Słabo zacząłeś, jeszcze nie grasz? Dołącz i wciąż wygrywaj ?

Licząc na to, że może się trafi jeszcze raz jakiś Drągowski czy Demjan, kupieni gdy jeszcze kosztowali poniżej miliona. Przepłaconych - Lovrencsicsa, Pawłowskiego - się na razie nie pozbywam, jeszcze wierzę.

 

Flavio Paixao wróci do strzelania wcześniej czy później, zrobiłem go nowym kapitanem.

 

Ale dla równowagi sięgam po Bartosza Szeligę z Piasta, który kosztuje tylko 0,6 mln, niewielu już takich tanich, a punktujących zostało w lidze.
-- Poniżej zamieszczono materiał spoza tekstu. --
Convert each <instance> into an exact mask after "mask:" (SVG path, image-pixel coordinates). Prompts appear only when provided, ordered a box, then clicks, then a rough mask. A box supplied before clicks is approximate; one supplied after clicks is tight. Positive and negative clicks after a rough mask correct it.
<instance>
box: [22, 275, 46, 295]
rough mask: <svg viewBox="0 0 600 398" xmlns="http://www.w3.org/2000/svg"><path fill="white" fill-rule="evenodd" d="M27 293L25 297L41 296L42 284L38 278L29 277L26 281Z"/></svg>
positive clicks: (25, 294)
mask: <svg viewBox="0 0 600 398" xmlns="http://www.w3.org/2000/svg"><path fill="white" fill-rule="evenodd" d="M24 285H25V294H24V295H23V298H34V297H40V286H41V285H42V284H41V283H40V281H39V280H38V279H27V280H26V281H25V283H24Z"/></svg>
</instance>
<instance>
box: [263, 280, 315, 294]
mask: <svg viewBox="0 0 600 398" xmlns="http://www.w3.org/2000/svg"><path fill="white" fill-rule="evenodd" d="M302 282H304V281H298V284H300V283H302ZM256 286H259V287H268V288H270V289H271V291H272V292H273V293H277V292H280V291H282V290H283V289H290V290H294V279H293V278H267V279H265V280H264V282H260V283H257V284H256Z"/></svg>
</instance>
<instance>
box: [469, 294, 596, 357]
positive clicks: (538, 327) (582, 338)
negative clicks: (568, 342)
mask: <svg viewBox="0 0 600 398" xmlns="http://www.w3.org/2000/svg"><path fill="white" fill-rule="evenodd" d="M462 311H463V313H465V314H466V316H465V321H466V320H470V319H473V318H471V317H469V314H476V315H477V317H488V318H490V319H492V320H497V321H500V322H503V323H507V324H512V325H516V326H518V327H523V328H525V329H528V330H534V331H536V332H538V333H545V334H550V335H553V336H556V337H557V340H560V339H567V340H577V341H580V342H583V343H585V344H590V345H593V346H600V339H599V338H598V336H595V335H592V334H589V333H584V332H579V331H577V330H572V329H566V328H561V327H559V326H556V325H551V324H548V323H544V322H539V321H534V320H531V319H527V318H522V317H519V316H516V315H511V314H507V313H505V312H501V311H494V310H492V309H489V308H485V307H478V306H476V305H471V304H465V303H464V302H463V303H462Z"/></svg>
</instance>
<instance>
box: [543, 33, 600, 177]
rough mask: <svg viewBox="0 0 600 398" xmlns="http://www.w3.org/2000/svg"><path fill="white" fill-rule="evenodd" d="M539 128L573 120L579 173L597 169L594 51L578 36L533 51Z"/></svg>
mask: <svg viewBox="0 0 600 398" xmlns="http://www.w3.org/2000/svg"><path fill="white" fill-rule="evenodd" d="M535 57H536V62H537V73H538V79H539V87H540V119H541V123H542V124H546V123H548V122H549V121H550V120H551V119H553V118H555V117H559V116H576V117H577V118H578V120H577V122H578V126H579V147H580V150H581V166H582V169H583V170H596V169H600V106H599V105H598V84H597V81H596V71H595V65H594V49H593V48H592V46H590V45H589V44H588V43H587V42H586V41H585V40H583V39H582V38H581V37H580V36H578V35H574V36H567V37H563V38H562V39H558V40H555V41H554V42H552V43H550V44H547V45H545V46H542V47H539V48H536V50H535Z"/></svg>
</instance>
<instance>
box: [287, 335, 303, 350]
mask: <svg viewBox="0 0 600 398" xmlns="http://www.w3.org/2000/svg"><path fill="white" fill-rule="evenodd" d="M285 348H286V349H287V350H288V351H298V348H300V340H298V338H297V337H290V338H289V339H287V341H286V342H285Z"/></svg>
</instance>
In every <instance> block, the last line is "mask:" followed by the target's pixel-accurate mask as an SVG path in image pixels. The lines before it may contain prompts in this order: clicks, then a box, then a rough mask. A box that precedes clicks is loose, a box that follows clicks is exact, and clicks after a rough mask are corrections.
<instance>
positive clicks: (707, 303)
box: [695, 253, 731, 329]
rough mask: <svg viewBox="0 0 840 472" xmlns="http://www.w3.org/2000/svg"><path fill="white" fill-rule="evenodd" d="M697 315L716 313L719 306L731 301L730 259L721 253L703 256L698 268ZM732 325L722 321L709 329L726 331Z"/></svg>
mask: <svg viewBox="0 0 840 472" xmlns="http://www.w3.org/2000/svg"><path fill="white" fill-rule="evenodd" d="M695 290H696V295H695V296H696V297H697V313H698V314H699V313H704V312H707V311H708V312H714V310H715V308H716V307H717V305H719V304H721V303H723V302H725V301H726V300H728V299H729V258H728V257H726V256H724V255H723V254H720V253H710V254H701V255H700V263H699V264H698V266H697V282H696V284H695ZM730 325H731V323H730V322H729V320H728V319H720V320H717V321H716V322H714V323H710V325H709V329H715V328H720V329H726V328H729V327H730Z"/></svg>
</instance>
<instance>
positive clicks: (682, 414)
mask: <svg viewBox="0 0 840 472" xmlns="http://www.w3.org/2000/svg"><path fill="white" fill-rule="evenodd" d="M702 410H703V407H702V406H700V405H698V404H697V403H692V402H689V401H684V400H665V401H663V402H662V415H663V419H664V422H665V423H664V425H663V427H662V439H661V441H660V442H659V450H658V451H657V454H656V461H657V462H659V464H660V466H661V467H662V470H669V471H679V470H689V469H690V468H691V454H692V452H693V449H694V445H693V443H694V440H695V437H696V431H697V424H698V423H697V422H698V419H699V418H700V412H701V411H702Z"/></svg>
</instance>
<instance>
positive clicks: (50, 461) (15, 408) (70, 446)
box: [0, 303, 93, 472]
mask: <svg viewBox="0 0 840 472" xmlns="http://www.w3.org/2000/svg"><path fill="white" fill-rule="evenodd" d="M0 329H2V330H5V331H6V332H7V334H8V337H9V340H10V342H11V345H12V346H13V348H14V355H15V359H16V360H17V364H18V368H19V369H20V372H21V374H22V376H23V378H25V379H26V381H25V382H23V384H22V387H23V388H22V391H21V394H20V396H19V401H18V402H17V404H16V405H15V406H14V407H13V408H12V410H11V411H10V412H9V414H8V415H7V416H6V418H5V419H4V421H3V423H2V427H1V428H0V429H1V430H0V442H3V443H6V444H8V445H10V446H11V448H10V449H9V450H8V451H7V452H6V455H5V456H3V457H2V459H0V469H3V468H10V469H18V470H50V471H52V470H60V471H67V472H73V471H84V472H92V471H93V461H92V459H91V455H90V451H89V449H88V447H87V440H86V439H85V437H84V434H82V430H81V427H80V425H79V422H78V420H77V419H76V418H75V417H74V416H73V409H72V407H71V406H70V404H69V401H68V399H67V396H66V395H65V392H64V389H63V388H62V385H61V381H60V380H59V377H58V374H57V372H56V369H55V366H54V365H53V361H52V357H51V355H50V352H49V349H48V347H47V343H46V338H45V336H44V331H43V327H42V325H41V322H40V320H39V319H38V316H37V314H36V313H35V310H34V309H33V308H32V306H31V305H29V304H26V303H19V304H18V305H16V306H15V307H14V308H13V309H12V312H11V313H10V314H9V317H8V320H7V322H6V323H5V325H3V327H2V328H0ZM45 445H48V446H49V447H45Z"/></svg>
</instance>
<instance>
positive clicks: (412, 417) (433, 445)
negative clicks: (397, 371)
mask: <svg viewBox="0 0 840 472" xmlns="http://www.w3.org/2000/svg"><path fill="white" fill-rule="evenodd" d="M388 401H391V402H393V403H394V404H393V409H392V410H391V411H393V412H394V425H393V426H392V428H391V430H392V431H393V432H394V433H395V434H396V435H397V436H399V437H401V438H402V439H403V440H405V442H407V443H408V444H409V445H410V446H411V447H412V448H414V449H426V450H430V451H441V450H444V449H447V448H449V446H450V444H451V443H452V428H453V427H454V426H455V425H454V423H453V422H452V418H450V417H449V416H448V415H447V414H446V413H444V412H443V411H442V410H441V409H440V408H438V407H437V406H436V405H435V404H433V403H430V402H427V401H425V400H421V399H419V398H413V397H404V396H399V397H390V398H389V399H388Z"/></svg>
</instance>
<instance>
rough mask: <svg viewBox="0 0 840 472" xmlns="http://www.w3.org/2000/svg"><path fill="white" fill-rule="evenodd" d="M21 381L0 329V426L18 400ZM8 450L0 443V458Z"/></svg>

Szeliga przychodzi w miejsce Macieja Gajosa, którego po przerwie na kadrę odkupię, ale na razie niech odcierpi karę za kartki. Jeśli ktoś chce wydać więcej pieniędzy, też zrobić zakupy w Piaście, a nie kupować Kamila Wilczka, to oprócz Szeligi warto się jeszcze przyjrzeć Gerardowi Badii. No i oczywiście Rubenowi Jurado, który ostatnio odpoczywał, a po poprzednim takim odpoczynku nałowił sporo punktów.

Do drugiego transferu zmusiła mnie czerwona kartka Patrika Mraza. Centrostrzelec Górnika Łęczna idzie na ławkę, Piotr Stawarczyk został sprzedany, a miejsce w dwuosobowej obronie zajmuje Adrian Basta . Rezerwy w budżecie znów się powiększyły, teraz pora na punkty.